Naive retries pile up immediately on the failing service, preventing recovery (the 'thundering herd'). Always exponential backoff (delay doubles each attempt) with jitter (random offset) so retries spread out instead of synchronizing. Without jitter, all clients retry at the same instant, creating periodic spikes.

Calling a service without a timeout

Without a timeout, a slow downstream service backs up the caller's threads or connections, eventually exhausting them and crashing the caller even though it is healthy. Every network call needs an explicit timeout, shorter than the upstream caller's timeout to avoid wasted work.

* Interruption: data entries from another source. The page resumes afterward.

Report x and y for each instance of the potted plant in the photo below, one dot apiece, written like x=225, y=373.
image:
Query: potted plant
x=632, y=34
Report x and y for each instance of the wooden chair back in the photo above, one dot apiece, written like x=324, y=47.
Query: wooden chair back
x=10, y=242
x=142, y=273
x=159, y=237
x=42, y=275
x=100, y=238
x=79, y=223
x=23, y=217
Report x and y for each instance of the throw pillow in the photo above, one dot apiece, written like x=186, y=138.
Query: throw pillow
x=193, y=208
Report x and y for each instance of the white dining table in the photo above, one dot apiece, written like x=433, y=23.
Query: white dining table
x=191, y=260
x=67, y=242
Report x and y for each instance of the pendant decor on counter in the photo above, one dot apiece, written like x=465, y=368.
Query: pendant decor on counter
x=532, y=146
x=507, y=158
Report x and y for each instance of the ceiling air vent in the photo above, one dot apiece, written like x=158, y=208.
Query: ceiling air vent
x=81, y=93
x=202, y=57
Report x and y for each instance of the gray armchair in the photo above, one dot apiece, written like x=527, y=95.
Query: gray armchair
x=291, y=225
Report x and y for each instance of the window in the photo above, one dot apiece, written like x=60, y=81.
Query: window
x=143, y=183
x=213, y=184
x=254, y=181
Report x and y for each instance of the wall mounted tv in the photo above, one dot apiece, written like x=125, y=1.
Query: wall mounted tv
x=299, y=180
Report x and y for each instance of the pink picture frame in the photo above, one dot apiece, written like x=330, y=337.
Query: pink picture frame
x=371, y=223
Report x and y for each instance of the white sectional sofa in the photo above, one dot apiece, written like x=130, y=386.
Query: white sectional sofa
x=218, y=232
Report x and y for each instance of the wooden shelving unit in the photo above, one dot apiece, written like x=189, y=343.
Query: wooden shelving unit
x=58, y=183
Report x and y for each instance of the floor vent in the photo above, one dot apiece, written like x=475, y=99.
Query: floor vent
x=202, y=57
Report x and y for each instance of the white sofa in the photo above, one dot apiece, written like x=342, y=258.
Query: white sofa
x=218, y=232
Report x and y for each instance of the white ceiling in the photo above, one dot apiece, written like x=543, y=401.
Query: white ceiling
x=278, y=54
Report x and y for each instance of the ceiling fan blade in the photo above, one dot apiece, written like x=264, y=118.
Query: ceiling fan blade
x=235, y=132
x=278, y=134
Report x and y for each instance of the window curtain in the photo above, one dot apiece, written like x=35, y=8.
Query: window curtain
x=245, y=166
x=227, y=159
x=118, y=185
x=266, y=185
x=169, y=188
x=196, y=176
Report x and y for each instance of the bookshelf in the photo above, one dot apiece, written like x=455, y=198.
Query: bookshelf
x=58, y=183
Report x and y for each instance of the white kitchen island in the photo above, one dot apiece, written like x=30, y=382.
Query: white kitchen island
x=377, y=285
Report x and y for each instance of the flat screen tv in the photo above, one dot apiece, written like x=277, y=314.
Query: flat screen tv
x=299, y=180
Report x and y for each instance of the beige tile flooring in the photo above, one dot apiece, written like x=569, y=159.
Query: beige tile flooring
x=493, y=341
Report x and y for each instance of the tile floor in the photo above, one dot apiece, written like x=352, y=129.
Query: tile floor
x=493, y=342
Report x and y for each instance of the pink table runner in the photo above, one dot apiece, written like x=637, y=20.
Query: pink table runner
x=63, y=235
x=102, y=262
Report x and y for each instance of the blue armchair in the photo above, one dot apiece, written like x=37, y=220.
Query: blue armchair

Treating automatic failover as set-and-forget

Untested failover code has a roughly 50% chance of bugs after 6 months. Production-grade systems exercise failover monthly (or weekly via chaos experiments). The first time failover runs unexercised, in a real incident, it usually fails.

Not distinguishing critical from non-critical paths

Without explicit identification, a failure in a 'nice-to-have' service (recommendations, analytics widgets) takes down the main page. Mark critical vs non-critical at design time; design non-critical paths to fail open with cached or default values.

Conflating RTO and RPO with 'high availability'

High availability is a vague claim; RTO and RPO are measurable commitments. 'RTO 5 min, RPO 30s' tells you exactly how the system fails: you can lose up to 30 seconds of recent data, and service can be down for up to 5 minutes. Always express DR requirements as numbers.